The Magellanic penguin is found breed off the coast of Argentina and southern Chile and on the Falkland islands further south. Like other species of penguin the Magellanic penguin spends the majority of it's time hunting for food in the surrounding ocean, coming onto land to nest in large colonies on the beaches.
The Magellanic penguin is a medium sized penguin that can grow up to 76cm in height. Like other penguin species, the flippers of the Magellanic penguin are not that long but act as the perfect tools for propelling the Magellanic penguin through the water when it is in search of food. Like the other penguins in their group, Magellanic penguins have white and brownish black markings, with a broad dark band running across the top of their white chest.
Like other penguin species, the Magellanic penguin is a highly sociable bird, living in flocks with numerous other Magellanic penguin individuals. As well as gathering together in large colonies on the beaches during the breeding season, the Magellanic penguin flocks also spend their time out at sea hunting together rather than on their own.

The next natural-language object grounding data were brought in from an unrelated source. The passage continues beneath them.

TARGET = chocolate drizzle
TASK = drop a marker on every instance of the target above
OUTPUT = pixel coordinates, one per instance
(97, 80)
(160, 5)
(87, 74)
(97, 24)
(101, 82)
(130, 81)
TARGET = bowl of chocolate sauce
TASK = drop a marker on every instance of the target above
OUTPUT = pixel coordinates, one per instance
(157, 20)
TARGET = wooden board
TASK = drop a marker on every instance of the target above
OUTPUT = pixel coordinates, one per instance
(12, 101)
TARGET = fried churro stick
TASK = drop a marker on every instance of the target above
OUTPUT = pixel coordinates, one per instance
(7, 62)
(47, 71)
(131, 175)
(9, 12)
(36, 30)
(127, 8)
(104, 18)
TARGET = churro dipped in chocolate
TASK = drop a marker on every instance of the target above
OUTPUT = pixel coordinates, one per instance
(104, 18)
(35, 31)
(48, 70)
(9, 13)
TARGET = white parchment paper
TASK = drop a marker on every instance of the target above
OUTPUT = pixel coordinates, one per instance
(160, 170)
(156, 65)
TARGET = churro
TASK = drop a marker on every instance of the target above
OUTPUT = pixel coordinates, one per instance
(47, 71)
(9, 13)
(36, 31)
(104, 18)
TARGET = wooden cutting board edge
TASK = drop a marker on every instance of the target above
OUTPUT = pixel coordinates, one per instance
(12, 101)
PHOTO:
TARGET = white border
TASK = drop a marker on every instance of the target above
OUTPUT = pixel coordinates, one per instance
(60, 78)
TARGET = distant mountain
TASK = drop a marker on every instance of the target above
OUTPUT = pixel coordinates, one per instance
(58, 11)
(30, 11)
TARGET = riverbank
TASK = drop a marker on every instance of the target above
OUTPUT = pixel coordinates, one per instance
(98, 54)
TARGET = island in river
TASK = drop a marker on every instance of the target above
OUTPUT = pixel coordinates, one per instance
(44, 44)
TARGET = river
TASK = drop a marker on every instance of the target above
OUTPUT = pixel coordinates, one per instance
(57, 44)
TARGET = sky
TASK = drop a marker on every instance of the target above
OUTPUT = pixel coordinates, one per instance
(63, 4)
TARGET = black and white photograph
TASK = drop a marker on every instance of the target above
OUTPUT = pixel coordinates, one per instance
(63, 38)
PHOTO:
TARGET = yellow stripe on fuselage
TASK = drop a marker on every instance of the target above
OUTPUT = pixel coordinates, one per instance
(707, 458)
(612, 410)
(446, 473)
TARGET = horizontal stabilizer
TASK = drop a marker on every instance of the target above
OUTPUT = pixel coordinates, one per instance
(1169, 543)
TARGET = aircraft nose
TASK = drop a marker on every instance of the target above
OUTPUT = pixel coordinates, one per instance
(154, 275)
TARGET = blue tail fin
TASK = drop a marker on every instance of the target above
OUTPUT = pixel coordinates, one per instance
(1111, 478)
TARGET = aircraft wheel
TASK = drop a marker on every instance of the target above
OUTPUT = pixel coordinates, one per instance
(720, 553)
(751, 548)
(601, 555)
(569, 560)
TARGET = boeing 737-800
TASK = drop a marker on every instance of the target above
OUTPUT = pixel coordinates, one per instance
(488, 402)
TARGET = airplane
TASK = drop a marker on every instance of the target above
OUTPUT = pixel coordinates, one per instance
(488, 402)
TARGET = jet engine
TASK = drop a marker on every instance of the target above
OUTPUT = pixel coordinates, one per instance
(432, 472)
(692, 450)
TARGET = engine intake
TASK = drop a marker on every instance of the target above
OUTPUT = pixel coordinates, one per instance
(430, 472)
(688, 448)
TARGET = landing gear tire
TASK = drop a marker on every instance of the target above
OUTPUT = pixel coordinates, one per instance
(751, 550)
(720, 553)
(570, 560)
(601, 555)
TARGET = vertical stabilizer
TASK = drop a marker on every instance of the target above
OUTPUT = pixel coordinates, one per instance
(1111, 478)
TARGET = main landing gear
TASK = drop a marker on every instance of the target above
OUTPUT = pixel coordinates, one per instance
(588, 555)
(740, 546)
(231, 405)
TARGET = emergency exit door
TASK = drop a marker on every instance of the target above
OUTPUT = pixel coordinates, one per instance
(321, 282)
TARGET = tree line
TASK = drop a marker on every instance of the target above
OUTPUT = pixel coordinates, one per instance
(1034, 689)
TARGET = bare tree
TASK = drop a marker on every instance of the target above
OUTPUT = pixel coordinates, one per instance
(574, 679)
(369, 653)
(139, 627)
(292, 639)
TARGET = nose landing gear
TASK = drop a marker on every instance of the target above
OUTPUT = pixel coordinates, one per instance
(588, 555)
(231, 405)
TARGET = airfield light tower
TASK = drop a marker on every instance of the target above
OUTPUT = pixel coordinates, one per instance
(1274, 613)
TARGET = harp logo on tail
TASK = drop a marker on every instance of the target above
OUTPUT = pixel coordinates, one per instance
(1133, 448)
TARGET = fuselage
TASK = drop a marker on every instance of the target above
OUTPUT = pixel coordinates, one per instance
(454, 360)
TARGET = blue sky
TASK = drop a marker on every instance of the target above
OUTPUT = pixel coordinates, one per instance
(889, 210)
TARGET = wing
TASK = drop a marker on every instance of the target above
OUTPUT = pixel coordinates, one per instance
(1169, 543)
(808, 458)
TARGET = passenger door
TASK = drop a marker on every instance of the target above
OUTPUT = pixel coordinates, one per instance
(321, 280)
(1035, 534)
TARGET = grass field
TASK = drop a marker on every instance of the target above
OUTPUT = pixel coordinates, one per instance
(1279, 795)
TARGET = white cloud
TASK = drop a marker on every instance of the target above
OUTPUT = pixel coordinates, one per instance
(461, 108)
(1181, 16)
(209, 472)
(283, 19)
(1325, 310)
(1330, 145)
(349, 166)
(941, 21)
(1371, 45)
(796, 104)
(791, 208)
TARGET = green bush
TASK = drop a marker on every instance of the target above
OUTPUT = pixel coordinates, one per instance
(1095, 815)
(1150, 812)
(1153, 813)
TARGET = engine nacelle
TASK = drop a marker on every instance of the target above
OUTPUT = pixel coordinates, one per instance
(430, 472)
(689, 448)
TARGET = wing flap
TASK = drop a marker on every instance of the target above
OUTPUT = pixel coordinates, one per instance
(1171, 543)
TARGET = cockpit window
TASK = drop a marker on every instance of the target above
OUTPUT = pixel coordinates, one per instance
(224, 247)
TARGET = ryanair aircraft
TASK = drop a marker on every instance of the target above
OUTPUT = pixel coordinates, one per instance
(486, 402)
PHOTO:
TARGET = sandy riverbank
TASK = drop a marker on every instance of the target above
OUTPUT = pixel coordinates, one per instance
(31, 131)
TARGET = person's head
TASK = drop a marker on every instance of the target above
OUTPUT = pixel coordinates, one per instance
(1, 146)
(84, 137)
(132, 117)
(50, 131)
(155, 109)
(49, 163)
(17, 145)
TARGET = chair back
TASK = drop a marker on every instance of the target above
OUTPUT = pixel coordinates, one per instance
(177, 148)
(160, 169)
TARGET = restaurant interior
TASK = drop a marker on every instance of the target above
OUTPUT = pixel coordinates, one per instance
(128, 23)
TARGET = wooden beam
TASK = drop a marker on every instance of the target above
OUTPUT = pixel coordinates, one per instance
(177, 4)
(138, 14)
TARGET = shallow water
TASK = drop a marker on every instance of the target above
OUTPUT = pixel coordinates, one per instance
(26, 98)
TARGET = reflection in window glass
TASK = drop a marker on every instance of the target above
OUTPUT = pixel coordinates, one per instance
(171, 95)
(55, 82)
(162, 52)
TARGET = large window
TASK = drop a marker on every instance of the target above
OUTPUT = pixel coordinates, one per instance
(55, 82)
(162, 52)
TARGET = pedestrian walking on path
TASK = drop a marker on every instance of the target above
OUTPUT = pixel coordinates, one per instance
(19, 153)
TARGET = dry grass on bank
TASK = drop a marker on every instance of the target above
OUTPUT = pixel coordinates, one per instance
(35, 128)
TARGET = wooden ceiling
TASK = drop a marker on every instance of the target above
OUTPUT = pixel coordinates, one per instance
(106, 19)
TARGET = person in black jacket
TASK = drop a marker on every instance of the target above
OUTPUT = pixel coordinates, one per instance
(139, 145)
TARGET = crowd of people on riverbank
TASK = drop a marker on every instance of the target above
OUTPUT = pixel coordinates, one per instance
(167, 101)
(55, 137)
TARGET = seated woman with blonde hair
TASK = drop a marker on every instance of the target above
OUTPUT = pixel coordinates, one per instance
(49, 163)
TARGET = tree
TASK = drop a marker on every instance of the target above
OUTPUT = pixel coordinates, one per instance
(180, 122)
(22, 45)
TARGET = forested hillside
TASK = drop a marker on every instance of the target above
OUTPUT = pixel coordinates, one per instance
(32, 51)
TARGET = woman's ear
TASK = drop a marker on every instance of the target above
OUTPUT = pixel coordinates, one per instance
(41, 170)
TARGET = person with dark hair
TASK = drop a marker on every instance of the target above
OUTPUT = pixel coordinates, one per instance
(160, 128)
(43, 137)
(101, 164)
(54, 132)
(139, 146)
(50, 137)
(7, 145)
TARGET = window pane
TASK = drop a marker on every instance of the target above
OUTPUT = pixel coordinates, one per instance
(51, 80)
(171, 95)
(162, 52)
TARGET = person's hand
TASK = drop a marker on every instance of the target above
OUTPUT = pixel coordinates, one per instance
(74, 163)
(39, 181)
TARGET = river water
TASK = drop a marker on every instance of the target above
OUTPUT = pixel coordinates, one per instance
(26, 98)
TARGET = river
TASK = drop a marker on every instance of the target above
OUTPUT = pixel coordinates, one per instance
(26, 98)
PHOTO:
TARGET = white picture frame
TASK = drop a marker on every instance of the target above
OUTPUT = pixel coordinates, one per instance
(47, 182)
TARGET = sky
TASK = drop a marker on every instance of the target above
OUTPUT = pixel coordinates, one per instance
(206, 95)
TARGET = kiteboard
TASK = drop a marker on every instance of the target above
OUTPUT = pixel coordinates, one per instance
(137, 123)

The Magellanic penguin is a carnivorous predator and it's diet is solely comprised of marine-dwelling animals. The Magellanic penguin primarily hunts cuttlefish and squid in the surrounding waters along with numerous species of fish (including sardines), and krill. Like other penguin species, the Magellanic penguin can dive quite deep for a few minutes at time in order to catch their prey.
The relatively small size of the Magellanic penguin means that it is preyed upon by a number of hungry marine carnivores. Leopard seals and large fur seals are the primary predators of the Magellanic penguin along with sharks and killer whales. Due to the fact that they nest on quite inhospitable land though, the Magellanic penguin has no natural predators on their breeding beaches.
Magellanic penguins nest together on beaches on the rocky islands in their natural range. The female Magellanic penguin lays two eggs in a nest on the beach which are incubated by both parents for up to 40 days. Once hatched, the chicks are cared for by their parents until they are about a month old and are able to fend for themselves.
Today, although quite numerous in some parts, the Magellanic penguin in considered to be a threatened species primarily due to changes in their natural habitats. Oil spills are thought to be the biggest threat to the Magellanic penguin and their native breeding sites across south-east Pacific.